К дочери Годунова относились в монастыре как ко всем, однако мирское, лютое злословие Марфы, несовместимое с иноческим чином, возмутило многих, и в Москву, к царю Василию Шуйскому, полетело письмо от архимандрита Иосифа: «В монастыре смута большая от королевы-старицы Марфы: тебя, государь, поносит праздными словами, а вора называет прямым царем и себе братом; вмещает давно то смутное дело в черных людей. Писала к вору, называя его братом, и литовским панам, Сапеге со товарищи, писала челобитные: «Спасибо вам, что вы вступились за брата моего, московского государя, царя Дмитрия Ивановича!» Также писала в большие таборы к пану Рожинскому со товарищи. Прошу тебя, государь, укоротить старицу Марфу, чтобы от ее безумия святому месту никакая опасность не учинилась!»

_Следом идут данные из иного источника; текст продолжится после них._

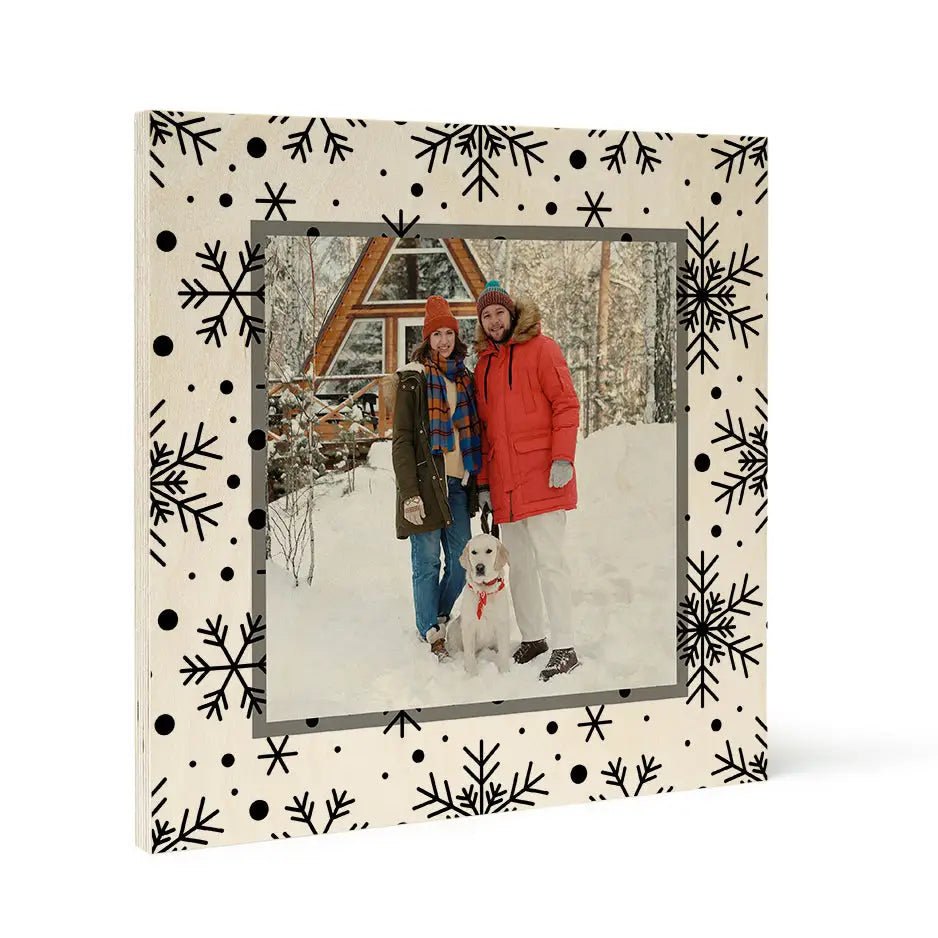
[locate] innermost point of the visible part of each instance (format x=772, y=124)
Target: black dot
x=165, y=240
x=257, y=518
x=163, y=345
x=164, y=724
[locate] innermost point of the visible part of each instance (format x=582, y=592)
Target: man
x=530, y=415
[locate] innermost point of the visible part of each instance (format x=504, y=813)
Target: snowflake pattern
x=480, y=145
x=170, y=493
x=300, y=143
x=752, y=449
x=234, y=292
x=706, y=296
x=236, y=665
x=617, y=156
x=302, y=809
x=166, y=837
x=738, y=154
x=735, y=767
x=166, y=126
x=706, y=629
x=475, y=798
x=617, y=771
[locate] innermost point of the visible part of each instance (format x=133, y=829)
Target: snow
x=348, y=643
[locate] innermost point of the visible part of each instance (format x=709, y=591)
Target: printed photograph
x=471, y=471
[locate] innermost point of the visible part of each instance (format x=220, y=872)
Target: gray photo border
x=260, y=230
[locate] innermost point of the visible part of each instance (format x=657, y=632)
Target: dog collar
x=484, y=594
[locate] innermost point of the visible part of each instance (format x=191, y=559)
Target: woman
x=436, y=452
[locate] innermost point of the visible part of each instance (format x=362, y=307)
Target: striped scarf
x=466, y=418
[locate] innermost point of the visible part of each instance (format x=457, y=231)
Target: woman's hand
x=413, y=510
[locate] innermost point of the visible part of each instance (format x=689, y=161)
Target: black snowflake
x=735, y=767
x=401, y=719
x=736, y=154
x=706, y=295
x=752, y=449
x=235, y=665
x=616, y=773
x=706, y=628
x=166, y=126
x=594, y=722
x=301, y=812
x=594, y=208
x=166, y=837
x=300, y=143
x=170, y=492
x=616, y=154
x=480, y=145
x=237, y=292
x=476, y=798
x=277, y=755
x=276, y=201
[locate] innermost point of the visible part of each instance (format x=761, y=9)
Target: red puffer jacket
x=530, y=414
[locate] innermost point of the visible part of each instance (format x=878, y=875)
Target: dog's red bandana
x=484, y=594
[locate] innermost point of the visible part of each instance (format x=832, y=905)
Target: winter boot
x=562, y=661
x=437, y=643
x=526, y=651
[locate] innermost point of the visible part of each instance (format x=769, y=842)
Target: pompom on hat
x=492, y=294
x=438, y=316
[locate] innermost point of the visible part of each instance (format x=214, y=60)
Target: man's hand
x=413, y=510
x=561, y=472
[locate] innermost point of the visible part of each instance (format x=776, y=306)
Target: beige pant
x=538, y=569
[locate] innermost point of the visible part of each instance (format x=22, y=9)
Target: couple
x=503, y=439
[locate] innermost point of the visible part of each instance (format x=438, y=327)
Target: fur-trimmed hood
x=527, y=325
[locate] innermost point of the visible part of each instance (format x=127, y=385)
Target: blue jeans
x=434, y=597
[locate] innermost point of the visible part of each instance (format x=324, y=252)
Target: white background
x=843, y=835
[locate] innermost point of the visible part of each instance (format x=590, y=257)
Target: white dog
x=483, y=620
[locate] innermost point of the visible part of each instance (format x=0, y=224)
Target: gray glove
x=561, y=472
x=413, y=510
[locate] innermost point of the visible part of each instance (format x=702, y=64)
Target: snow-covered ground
x=348, y=643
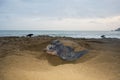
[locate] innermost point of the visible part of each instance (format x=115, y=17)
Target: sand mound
x=30, y=63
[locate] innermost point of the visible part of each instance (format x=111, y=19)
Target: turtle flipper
x=74, y=55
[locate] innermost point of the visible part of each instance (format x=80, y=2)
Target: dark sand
x=24, y=59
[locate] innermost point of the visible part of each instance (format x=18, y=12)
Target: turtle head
x=52, y=47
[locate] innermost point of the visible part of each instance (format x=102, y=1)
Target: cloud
x=59, y=14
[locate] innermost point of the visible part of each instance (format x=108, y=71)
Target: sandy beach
x=23, y=58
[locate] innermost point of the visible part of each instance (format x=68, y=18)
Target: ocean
x=54, y=33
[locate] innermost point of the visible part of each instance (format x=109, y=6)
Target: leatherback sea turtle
x=64, y=52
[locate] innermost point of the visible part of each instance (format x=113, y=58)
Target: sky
x=59, y=14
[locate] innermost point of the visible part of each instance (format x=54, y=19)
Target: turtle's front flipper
x=74, y=55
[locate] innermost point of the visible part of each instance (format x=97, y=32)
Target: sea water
x=54, y=33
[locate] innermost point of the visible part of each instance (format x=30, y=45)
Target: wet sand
x=23, y=58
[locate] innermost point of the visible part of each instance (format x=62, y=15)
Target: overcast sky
x=59, y=14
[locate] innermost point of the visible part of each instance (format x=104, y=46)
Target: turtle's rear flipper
x=75, y=56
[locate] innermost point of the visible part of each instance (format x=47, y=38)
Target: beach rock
x=117, y=29
x=66, y=49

Опасность, впрочем, учинилась-таки. Не от безумия старицы Марфы — от полчищ казачьего атамана Ивана Заруцкого, ставшего любовником все той же Марины Мнишек, из-за которой сломалась однажды судьба Ксении Годуновой. Уже когда основная осада была снята, когда Троицкий монастырь собрался вздохнуть свободно, налетели казаки, выгнали монахинь из келий, многих изнасиловали, а тех, кого не тронули, оставили обобранными до нитки, полунагими.

Налет на Девичий монастырь заставил Марину Мнишек чуть ли не визжать от ярости: ну зачем дразнить московитов, которые за своего Бога готовы горло перегрызть?! И в то же время доставил ей огромную радость — среди ограбленных до нитки, обесчещенных, разогнанных из монастыря инокинь оказалась старица Ольга… а уж Марина-то отлично знала, кто таится под этим именем! Ведь именно ей была обязана Ксения Годунова тем, что рассталась со своими роскошными «трубчатыми косами», воспетыми даже в песнях, что ее тело, «словно вылитое из сливок», иссохло под монашеской одеждою. Но хоть и бросил Дмитрий — тот, первый, подлинный! — под ноги своей польской невесте страсть к русской красавице, все же ревность никогда не утихала в сердце себялюбивой шляхтянки. И, может быть, она впервые почувствовала себя отмщенной, когда услышала о бесчинствах донцов в Девичьем монастыре.

Однако тут же вещее сердце сжалось, предчувствуя, как то событие аукнется для имени и славы Заруцкого.

Конечно, имя дочери Бориса Годунова, полузабытое имя, уже мало что означало для русских людей. Однако такими, вроде бы незначительными, «каплями» постепенно переполнялась чаша терпения… и скоро ярость народа должна была перехлынуть через край, обратившись равным образом и против чужеземцев, и против «своих» разбойников.

* * *

Так оно и случилось. Смута на Руси наконец-то рассеялась. Все старые счеты и честолюбивые мечты кончились для Марины Мнишек в июле 1614 года, когда она то ли была убита в тюрьме, то ли сама умерла. Ксения пережила соперницу на восемь лет и скончалась в 1622 году. В память о ней остались в Троицком монастыре прекрасные вышивки шелком и жемчугом — и некая странная песня, якобы сложенная ею еще в те времена, когда она находилась в заточении в доме Василия Мосальского-Рубца и ждала решения своей судьбы от Дмитрия. Тоскливая песня:

Сплачется мала птичка, белая перепелка: «Охти мне, молодой, горевати! Хотят старый дуб зажигати, Мое гнездо разорити, Мои малые дети побити, Меня, перепелку, поймати…»
Сплачется на Москве царевна: «Охти мне, молодой, горевати, Что едет к Москве изменник, Ино Гришка Отрепьев, расстрига, Что хочет меня полонити, А полонив, меня хочет постричи, Чернеческий чин наложити!
Ино мне постричися не хочется, Чернеческого чину не держати, Отворити хочу темну келью, На добрых молодцев посмотрети…
Ах, милые наши терему! А кому будет в вас да седети, После царского нашего житья И после Бориса Годунова?..»
* * *

«Охти мне, молодой, горевати…»

Вот уж воистину — выпало этой страдалице на долю только горевати от любви! Словно ополчилось на нее чувство, что не давало ей в руки счастья!